Written by Dr. Anand Ranganathan

In the previous part of this article, we discussed some of the key goals for a conversational analytics chatbot to have AI. We framed the problem in terms of a Turing test, i.e. how well can a conversational analytics chatbot imitate a human data analyst. And we identified 6 kinds of tasks:

  • Requirements Gathering and Clarification
  • Data Retrieval and Analysis
  • Result Presentation
  • Iterative Refinement
  • Continuous Learning
  • Automated, Pro-active Insights

In the previous post, we had gone through the first two kinds of tasks. Here, we’ll proceed with the next four.

Result Presentation

Good data analysts know exactly how to present results to a business user to convey the result of an analysis. For example, they know the best ways to represent a daily trend (e.g., as a line chart), metrics associated with different locations (e.g., as a heatmap), a histogram showing the distribution of the number of customers by their age (e.g., as a bar chart) or comparing different metrics for a few entities (e.g., as a radar chart). They also know the appropriate scales, colors, and sizes of the visualizations that make sense for a given dataset. Finally, they know how to add commentary in natural language to explain their points.

The challenge, now, is for a bot to do these tasks on its own. Furthermore, it has to tailor the presentation to the preferences of different users, for example, using certain corporate brand colors. Generating the most visually pleasing and appropriate visualization for any dataset is no easy task. It requires either learning or encoding deep knowledge about the properties of each kind of widget. The task of generating natural language is challenging too. While there has been some notable progress by companies like Yseop and Narrative Science, there is still a long way to go before a bot might be able to imitate a data analyst in coming up with concise text for a given business user’s needs, especially in a conversational setting.

Iterative Refinement

Business users and data analysts often have a close collaborative relationship. This manifests itself best when the two of them iteratively drill down to find a hidden nugget of insight from the data. For example, a conversation between the two might go as below:

          • Business User (BU): “Compare sales last month vs the previous month”
          • Data Analyst (DA): “Hold on…”
          • (After a few minutes)
          • DA: “Sales last month was $1.5 million, compared to $1.7 million in the previous month, representing a 13.3% drop”
          • BU: “I see.

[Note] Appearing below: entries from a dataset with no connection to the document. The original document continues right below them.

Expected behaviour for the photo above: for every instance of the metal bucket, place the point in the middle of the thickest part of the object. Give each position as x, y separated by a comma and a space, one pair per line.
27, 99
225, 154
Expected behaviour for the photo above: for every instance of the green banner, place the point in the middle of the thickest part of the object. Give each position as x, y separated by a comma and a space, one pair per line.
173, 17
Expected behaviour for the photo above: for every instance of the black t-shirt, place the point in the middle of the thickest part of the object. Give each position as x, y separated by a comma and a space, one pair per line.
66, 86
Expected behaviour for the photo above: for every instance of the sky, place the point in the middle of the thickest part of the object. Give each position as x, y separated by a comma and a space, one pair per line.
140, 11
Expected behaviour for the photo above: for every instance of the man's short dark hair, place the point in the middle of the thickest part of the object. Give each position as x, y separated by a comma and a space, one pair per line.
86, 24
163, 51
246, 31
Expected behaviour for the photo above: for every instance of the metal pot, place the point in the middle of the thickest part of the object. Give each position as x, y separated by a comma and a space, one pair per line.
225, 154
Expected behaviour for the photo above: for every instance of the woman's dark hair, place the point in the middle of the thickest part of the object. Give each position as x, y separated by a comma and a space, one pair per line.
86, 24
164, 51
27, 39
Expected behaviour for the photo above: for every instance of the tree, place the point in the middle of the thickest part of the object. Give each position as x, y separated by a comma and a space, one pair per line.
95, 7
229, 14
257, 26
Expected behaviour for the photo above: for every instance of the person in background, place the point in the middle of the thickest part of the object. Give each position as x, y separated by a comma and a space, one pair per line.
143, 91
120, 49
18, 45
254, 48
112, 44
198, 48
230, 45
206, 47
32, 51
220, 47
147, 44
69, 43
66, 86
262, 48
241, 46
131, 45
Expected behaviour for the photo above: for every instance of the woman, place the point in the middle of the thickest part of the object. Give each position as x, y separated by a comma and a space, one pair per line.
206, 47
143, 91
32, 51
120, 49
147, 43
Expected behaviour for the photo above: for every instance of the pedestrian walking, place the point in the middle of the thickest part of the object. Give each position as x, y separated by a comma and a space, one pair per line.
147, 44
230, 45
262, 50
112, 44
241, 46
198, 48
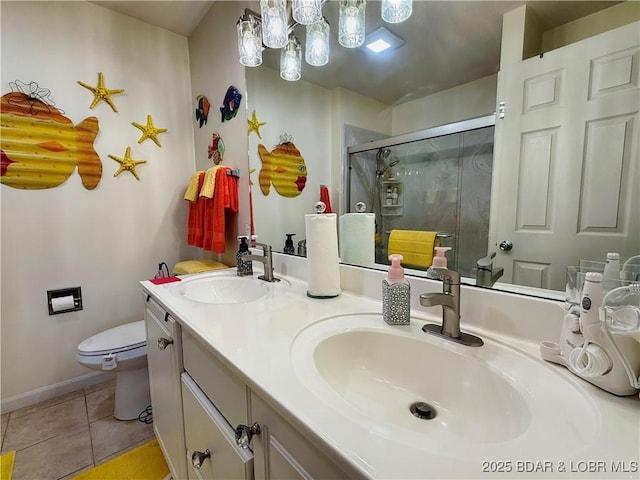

Why did that happen?”
          • DA: “Hold on…”
          • (After a few hours)
          • DA: “Sales in North America was down by 35%, and Europe was down by 20%. Also, sales of red baseball hats was down by 40%. And finally, sales by Ivana Slakoff was down by 70%”
          • BU: “Hmm… who were my best and worst salespeople in North America in this period?”
          • DA: “Hold on…”
          • (After a few minutes)
          • DA: “The best salesperson in the last 2 months was Will U Bight with sales of $180K, while the worst was Luke Warm with sales of $50k”

Now, if a bot needs to imitate a data analyst, it needs to be able to engage in a similar iterative refinement with the business user. It needs to maintain a conversation, where each subsequent question might build upon the previous question. This kind of questioning, also called funnel questioning, often starts with a broad question, and then drills down to a more specific point in each subsequent question. The bot needs to maintain the context of the conversation, and take action accordingly.

Continuous Learning

As a data analyst spends more time working with business users in an organization, she might learn more about the ways the business users might frame requirements, how they prefer to see the results presented, and in general, what kinds of insights they are looking for. For example, the first time a business user asks a data analyst “Which are my best-performing products in North America?”, the analyst might ask for clarifications to determine the exact meaning of “best performing”. For example, did the business user mean by quantity sold, or by sales or by profit or in comparison to previous time periods?  However, once the data analyst has seen a few examples of such requirements and gets clarifications, we might expect her to learn and understand the business user without asking for clarification.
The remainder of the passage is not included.